Filipa Alves da Costa, Researcher at iMed.ULisboa and Professor at the Faculty of Pharmacy of the University of Lisbon (FFUL), is part of the international team that published, this week, an article that for the first time establishes global guidelines for the provision of health services aimed at the prevention and treatment of viral hepatitis in prisons. The work, published in the scientific journal The Lancet Infectious Diseases, brings together the best available evidence and proposes concrete pathways to accelerate the elimination of hepatitis B (HBV) and C (HCV) in this setting.
Prisons are now recognised as critical locations for the transmission of viral hepatitis, mainly due to factors such as the sharing and use of non-sterile needles for tattooing and injecting drug use, unprotected consensual or coercive sexual practices, and limited access to healthcare. The globally estimated prevalences — 4.5% for HBV and 11% for HCV, substantially higher than in the general population — place these environments at the centre of major public health challenges.
Despite this, most countries still do not include prisons in their national hepatitis elimination plans, undermining progress towards the World Health Organization targets for 2030.
The new article results from a comprehensive process that included a systematic review of 703 studies and the development of recommendations assessed according to the GRADE methodology by an international panel of experts, researchers, healthcare professionals and individuals with lived experience in prison settings. The document presents 30 key recommendations to transform the global response to hepatitis B, C and A in prisons, establishing for the first time a uniform and evidence-based normative framework.
Main Recommendations of the Global Guidelines
The guidelines outline a set of essential measures to ensure prevention, diagnosis, treatment and continuity of care equivalent to that available in the community:
– Universal testing at prison entry: Systematic HBV and HCV testing upon admission, unless explicitly declined, ensuring high coverage and equitable access to diagnosis.
– Universal access to direct-acting antivirals (DAAs) and rapid test-and-treat pathways: Simplified, rapid and effective treatment models, including point-of-care approaches that substantially increase treatment initiation and completion.
– Continuity of care before, during and after incarceration: Preventing treatment interruptions during transfers or release, and ensuring direct linkage to community healthcare services after release.
– Harm reduction as a central component: Opioid substitution therapy (OST), needle and syringe programmes, and safe tattooing programmes.

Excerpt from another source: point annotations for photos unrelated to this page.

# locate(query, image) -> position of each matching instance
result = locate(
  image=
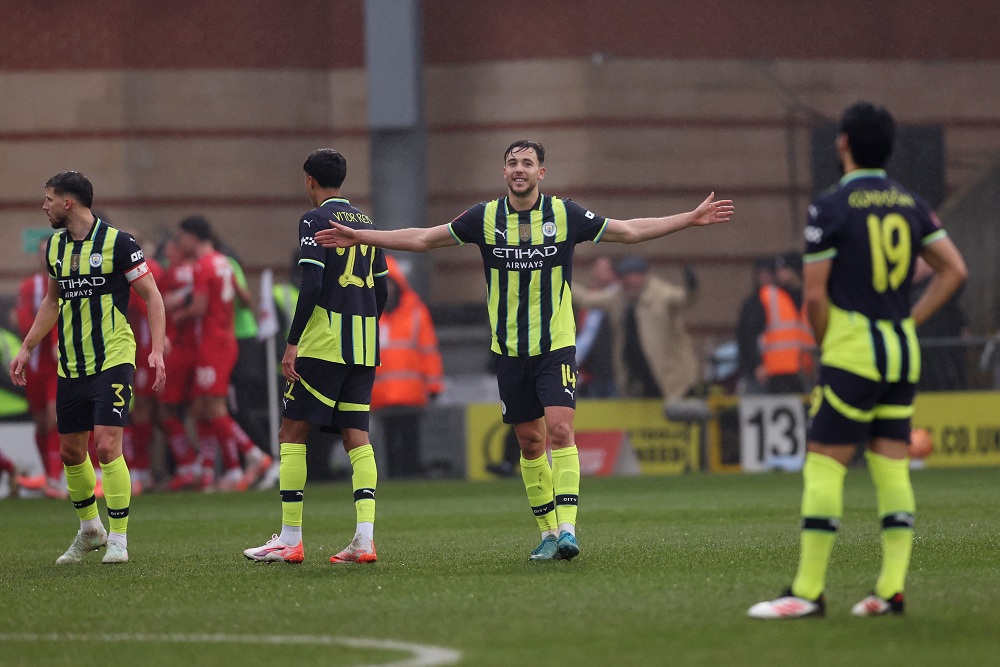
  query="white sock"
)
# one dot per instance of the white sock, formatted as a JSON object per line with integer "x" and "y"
{"x": 291, "y": 535}
{"x": 364, "y": 531}
{"x": 91, "y": 525}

– Education and peer involvement: Educational programmes for incarcerated people, healthcare teams and prison staff, valuing the role of peers with relevant lived experience.
– Regular monitoring and evaluation: Systematic data collection on prevalence, incidence, testing and treatment, aligned with surveillance practices in the community.

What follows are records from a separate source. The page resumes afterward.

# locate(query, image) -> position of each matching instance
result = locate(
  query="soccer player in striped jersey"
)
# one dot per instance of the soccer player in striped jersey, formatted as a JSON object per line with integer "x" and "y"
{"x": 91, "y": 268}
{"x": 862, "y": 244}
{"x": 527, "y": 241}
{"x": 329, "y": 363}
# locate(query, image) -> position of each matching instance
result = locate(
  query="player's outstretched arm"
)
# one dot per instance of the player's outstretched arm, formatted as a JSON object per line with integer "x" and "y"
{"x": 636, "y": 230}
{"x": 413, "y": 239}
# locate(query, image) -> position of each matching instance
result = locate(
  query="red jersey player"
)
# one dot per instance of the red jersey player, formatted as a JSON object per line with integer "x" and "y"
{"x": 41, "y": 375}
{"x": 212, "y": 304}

– Prioritisation of minorities and population groups requiring specific considerations: Tailored approaches for vulnerable groups who face increased risks and significant barriers to accessing care (e.g. women, transgender people, men who have sex with men, people who use drugs, among others).
This publication reinforces the urgent need to integrate prisons into national viral hepatitis elimination plans and to invest in policies grounded in evidence, equity and human rights.